Noch viel mehr denke ich über diese Frage nach, wenn es um meine Familie geht. Meine Großeltern sind alle über 70, sogar fast alle über 80. Schon aus diesem Grund gehören alle zur Risikogruppe, ganz egal, ob es ihnen gesundheitlich wirklich gut geht. Auch meine Eltern sind über 50. Dementsprechend war in den vergangenen Wochen der persönliche Kontakt eigentlich nicht existent. Und das, obwohl mehrere Geburtstage in die letzten Wochen fielen. Alle hielten sich eisern an die Empfehlungen und Kontaktbeschränkungen. Die Familienmitglieder überlegten sich verschiedene Dinge, um insbesondere meine Großeltern aufzumuntern. Wie einigen anderen auch schrieb ich ihnen einen Brief. Und ja, das ist alles schwierig, aber ja, es war auch schon einmal sehr viel schwieriger. Insbesondere die Menschen aus der Generation meiner Großeltern wissen das aus eigener Erfahrung.

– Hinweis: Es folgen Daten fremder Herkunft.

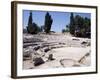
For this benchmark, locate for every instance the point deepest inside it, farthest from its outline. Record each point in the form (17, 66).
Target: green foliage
(80, 26)
(48, 22)
(32, 28)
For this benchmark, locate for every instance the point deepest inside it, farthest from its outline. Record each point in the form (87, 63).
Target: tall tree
(48, 22)
(72, 28)
(30, 19)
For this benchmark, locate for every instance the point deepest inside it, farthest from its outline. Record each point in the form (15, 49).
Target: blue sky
(60, 19)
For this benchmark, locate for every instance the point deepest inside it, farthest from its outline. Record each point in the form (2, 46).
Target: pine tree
(48, 22)
(72, 27)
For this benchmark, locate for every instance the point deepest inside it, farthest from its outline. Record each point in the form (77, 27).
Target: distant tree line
(33, 28)
(79, 26)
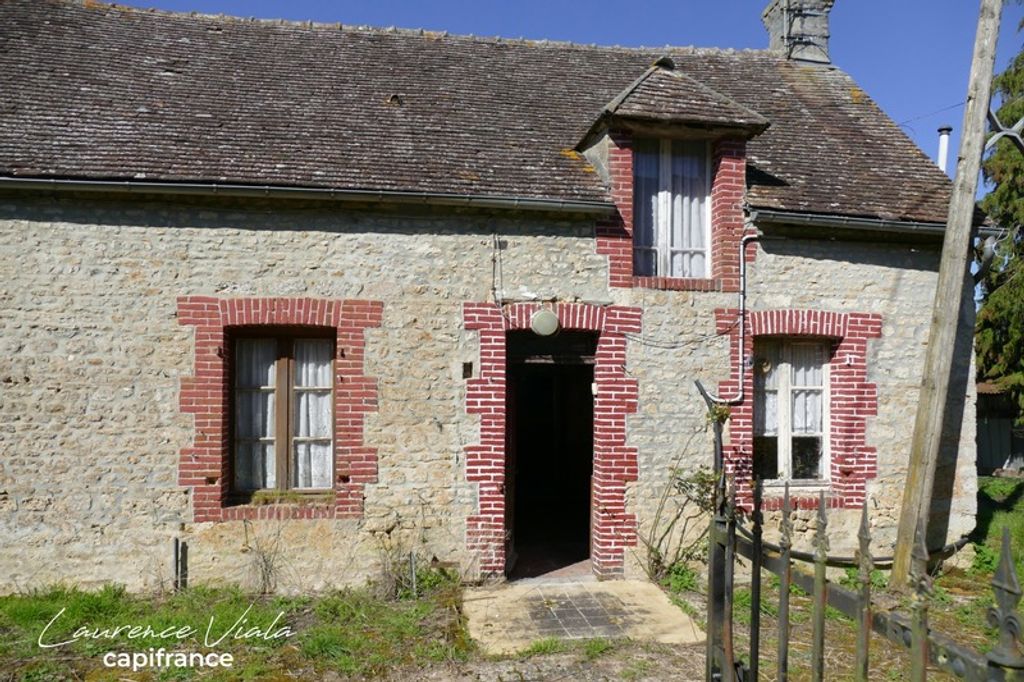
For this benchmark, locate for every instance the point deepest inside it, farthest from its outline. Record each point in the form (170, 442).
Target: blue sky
(912, 56)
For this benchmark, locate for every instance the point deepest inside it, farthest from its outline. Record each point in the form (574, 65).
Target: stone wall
(93, 355)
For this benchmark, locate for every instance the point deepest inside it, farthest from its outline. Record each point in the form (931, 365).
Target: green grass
(1000, 505)
(351, 632)
(545, 646)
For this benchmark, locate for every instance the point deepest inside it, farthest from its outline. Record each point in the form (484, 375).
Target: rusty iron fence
(729, 540)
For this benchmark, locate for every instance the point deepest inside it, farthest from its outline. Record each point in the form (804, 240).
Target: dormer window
(671, 208)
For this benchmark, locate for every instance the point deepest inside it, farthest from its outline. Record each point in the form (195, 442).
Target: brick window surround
(205, 465)
(614, 463)
(853, 399)
(614, 237)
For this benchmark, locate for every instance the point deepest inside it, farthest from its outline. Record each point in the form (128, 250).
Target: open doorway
(549, 452)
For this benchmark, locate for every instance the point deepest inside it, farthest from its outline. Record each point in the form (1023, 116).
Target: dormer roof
(664, 94)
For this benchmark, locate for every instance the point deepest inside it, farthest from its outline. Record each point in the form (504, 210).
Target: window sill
(264, 498)
(777, 485)
(677, 284)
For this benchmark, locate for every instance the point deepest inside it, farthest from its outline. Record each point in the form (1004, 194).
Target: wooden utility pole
(948, 296)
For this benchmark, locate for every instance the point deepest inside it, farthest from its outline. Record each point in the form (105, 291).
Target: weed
(595, 647)
(544, 647)
(680, 578)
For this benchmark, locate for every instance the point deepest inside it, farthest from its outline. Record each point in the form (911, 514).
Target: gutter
(769, 217)
(316, 194)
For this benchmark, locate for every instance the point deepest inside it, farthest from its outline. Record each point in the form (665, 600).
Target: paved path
(509, 617)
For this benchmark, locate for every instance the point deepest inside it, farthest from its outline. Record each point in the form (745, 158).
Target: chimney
(799, 29)
(943, 146)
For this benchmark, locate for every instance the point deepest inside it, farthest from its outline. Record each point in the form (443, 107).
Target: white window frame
(663, 228)
(783, 401)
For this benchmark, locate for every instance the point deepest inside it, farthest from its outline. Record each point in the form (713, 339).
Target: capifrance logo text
(136, 661)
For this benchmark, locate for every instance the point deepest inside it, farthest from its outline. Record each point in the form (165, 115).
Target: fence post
(921, 590)
(865, 563)
(715, 653)
(757, 518)
(820, 555)
(784, 544)
(729, 658)
(1006, 656)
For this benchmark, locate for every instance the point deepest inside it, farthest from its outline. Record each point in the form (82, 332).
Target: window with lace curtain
(791, 410)
(283, 412)
(671, 212)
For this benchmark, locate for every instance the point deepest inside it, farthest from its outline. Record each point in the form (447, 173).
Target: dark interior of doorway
(550, 446)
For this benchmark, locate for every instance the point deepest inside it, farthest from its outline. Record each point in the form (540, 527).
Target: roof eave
(775, 218)
(383, 197)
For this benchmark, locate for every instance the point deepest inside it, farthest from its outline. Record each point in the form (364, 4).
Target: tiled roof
(665, 94)
(94, 91)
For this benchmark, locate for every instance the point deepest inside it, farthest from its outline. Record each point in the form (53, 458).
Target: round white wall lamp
(544, 323)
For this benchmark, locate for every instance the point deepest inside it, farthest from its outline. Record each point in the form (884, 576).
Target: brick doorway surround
(614, 462)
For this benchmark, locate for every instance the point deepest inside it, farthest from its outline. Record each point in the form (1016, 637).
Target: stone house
(327, 292)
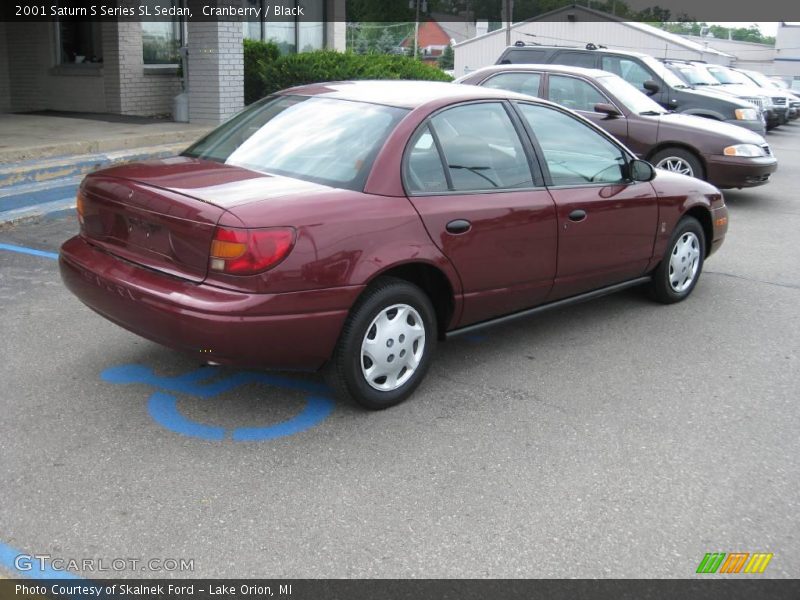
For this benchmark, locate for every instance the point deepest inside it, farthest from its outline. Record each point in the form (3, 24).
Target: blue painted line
(317, 410)
(31, 251)
(205, 383)
(10, 560)
(163, 408)
(27, 199)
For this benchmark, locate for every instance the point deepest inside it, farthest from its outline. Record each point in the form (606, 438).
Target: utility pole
(424, 5)
(509, 9)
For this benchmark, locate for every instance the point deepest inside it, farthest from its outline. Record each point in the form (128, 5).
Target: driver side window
(575, 154)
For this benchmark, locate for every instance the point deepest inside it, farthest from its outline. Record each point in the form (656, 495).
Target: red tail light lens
(249, 251)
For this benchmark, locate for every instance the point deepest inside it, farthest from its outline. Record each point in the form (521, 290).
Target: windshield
(633, 99)
(693, 75)
(761, 80)
(327, 141)
(668, 76)
(724, 75)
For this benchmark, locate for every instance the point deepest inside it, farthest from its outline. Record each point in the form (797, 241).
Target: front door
(606, 223)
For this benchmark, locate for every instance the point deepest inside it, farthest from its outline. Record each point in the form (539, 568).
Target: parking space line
(30, 251)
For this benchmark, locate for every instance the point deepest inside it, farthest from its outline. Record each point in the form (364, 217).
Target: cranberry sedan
(351, 226)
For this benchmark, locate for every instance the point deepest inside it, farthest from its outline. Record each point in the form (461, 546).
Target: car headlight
(746, 150)
(746, 114)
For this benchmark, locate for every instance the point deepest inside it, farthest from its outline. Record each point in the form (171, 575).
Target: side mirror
(607, 109)
(651, 87)
(641, 170)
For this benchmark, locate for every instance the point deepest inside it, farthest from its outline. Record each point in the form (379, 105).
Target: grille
(759, 102)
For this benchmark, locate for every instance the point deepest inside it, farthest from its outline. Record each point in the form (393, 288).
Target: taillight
(249, 251)
(80, 206)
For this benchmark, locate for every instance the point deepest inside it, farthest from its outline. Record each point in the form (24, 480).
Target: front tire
(677, 274)
(386, 345)
(679, 160)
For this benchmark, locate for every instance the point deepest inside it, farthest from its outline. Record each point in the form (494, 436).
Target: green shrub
(257, 55)
(327, 65)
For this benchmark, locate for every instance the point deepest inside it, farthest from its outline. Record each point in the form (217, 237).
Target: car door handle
(458, 226)
(577, 215)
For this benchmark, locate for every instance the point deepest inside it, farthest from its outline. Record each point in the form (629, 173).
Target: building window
(299, 34)
(161, 40)
(79, 42)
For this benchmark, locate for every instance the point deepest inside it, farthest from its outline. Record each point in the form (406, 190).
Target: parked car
(725, 155)
(648, 75)
(351, 225)
(780, 95)
(739, 83)
(695, 75)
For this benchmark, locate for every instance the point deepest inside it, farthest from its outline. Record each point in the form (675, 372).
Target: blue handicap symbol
(163, 407)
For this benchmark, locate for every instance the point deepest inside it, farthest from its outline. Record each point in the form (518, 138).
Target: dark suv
(648, 75)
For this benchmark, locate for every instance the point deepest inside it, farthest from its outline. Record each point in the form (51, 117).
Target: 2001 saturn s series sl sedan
(352, 225)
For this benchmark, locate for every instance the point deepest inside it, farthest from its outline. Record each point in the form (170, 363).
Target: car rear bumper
(292, 330)
(736, 172)
(759, 125)
(719, 225)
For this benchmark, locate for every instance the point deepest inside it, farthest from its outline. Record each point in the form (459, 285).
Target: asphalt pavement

So, wie sie damals als Kinder die Einschränkungen der Freiheit erlebten, werden auch viele Kinder sich später an die heutige Zeit erleben. Glücklicherweise sind die Gründe dafür völlig andere. Aber das macht eben auch die Einschätzung so viel schwieriger, wie man sich verhält. Ich finde es wichtig, das Wohl der Allgemeinheit zu achten und danach zu handeln. Und ich finde es wichtig, das Wohl eines einzelnen Menschen dabei nicht zu vergessen. Ist es also nun aus moralischer Sicht verständlich, wenn ich nun nach Wochen des spärlichen Kontakts meine Eltern besuche? Mit meiner Mutter einen Spaziergang zu machen (schließlich ist das weiterhin nur zu zweit erlaubt)? Ist es in Ordnung, am Haus meiner Großeltern angekommen uns dort in den Garten zu setzen und ein Stück Kuchen (na ja, zwei Stücke, als ließe sich Oma auf irgendetwas darunter ein) zu essen, wenn wir alle darauf achten, den Mindestabstand zueinander einzuhalten?
Meine Großeltern pflegen ihre sozialen Kontakte auch weiterhin. Mit Maske, Abstand und gesundem Menschenverstand. Ist es dann noch meine Verantwortung, sie nicht zu sehen, auch, wenn sie sich das wünschen? Wenn ich mir das wünsche? Ein Risiko gehe ich auch ein, jedes Mal, wenn ich die Straße überquere. Und wenn meine Angst zu groß wird, überfahren zu werden, sollte ich wohl nicht mehr die Straße überqueren. Oder überhaupt aus dem Haus gehen. Und selbstverständlich sollte ich auch nicht so oft und rücksichtslos die Straße überqueren, dass das andere, unschuldige beteiligt. Letzten Endes bleibt es eine Frage der eigenen Einstellung und Überzeugung.
Wenn ich ehrlich zu mir selbst bin, weiß ich noch nicht so recht, wo ich stehe. Natürlich finde ich es verantwortungslos, wenn sich große Gruppen von Menschen versammeln, um bewusst und absichtlich gegen die Kontaktbeschränkungen zu verstoßen. Auch, wenn das eine Demonstration für Freiheit sein soll. Auch fände ich sicher nicht sinnvoll, nun wieder jeden Tag von vielen Menschen umgeben zu sein, von denen ich nicht weiß, wie diese wiederum mit den Empfehlungen umgehen. Aber ich kann nicht ohne Weiteres beantworten, ob es okay ist oder nicht, nach mehreren Wochen auch mal wieder meine Freunde, meine Familie wiederzusehen, von denen zumindest niemand akute Vorerkrankungen hat. Bin ich dadurch verantwortungslos? Wem gegenüber? Inwiefern? Wie viel Freiheit ist, aus moralischer Sicht, erlaubt? Und wer entscheidet das?